The Courts in India do not follow the maxim “Falsus in Uno in Omnibus” which means false in one, false in all.

The Court weigh the evidence carefully in each case and not adopt any arbitrary formula or yardstick in meaning its worth or worthlessness. In State of Punjab v. Harisingh [AIR 1974 SC 1168] and S.G.P. Committee v. M.P. Dass Chela [AIR 1998 SC 1978] the Supreme Court has held that the maxim ‘Falsus in Uno Falsus in Omnibus” is not acted upon by Indian Courts.

In Uga Ahir v. State of Bihar [AIR 1965 SC 277], the Supreme Court observed that the maxim is neither a sound rule of law nor a rule of practice. It may be difficult to come across a witness whose evidence does not contain a grain of untruth or at any rate, exaggeration, embroidery or embellishment. It is the duty of the court to scrutinize the evidence carefully and separate the grain from the chaff. But the Court cannot selectively pick and choose and reconstruct a story of its own. if  apart of evidence of a witness is found unreliable, the rest of his evidence must be scrutinize with caution and care. If the substratum of the prosecution care remains unaffected and remaining part of the evidence is trustworthy, the prosecution case should be accepted to the extent it is considered safe and trustworthy. The court must disengage truth from falsehood and accept what it finds to be true.

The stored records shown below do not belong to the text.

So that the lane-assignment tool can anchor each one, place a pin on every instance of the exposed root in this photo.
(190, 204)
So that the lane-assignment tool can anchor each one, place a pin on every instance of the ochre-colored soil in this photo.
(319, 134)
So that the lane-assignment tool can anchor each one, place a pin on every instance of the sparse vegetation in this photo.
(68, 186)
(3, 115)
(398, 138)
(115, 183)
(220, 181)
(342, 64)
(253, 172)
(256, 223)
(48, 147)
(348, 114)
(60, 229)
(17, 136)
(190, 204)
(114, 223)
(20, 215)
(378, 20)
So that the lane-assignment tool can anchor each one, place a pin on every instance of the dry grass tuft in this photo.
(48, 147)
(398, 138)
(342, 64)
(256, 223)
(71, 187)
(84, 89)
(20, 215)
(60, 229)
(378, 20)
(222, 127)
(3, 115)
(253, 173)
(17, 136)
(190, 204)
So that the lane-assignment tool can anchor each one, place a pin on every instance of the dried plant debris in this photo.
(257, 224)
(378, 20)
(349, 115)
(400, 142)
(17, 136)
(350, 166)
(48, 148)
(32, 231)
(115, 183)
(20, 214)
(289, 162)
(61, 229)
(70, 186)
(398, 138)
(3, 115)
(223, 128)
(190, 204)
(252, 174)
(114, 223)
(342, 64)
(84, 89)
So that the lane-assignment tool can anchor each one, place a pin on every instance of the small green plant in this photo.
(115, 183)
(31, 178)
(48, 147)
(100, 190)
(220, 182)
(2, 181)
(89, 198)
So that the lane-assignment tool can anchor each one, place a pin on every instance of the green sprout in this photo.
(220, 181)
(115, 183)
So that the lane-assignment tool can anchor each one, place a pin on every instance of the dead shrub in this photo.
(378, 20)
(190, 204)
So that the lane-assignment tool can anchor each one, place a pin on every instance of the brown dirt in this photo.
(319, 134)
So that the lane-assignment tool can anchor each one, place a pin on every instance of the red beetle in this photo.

If truth and false are so intermingle to make it impossible to separate them, the entire evidence may be rejected. The court can also reject one part of the evidence and accept other part based on trustworthiness of the evidence. the counsel shall in attempt to prove his case beyond reasonable doubt shall never forget to co0llect some core evidence on which makes the chain of truth so clear that it would be prudent to draw a conclusion based on those evidences.

The grain must be separated from the chaff in the light of evidence, surrounding circumstances and probabilities. If the grain cannot be separated from the chaff, the entire evidence of the witness must be thrown away. However, the court has full discretion to believe or throw away the evidences, and therefore it is the responsibility of the prosecution to introduce trustworthy evidences and the large number of evidences.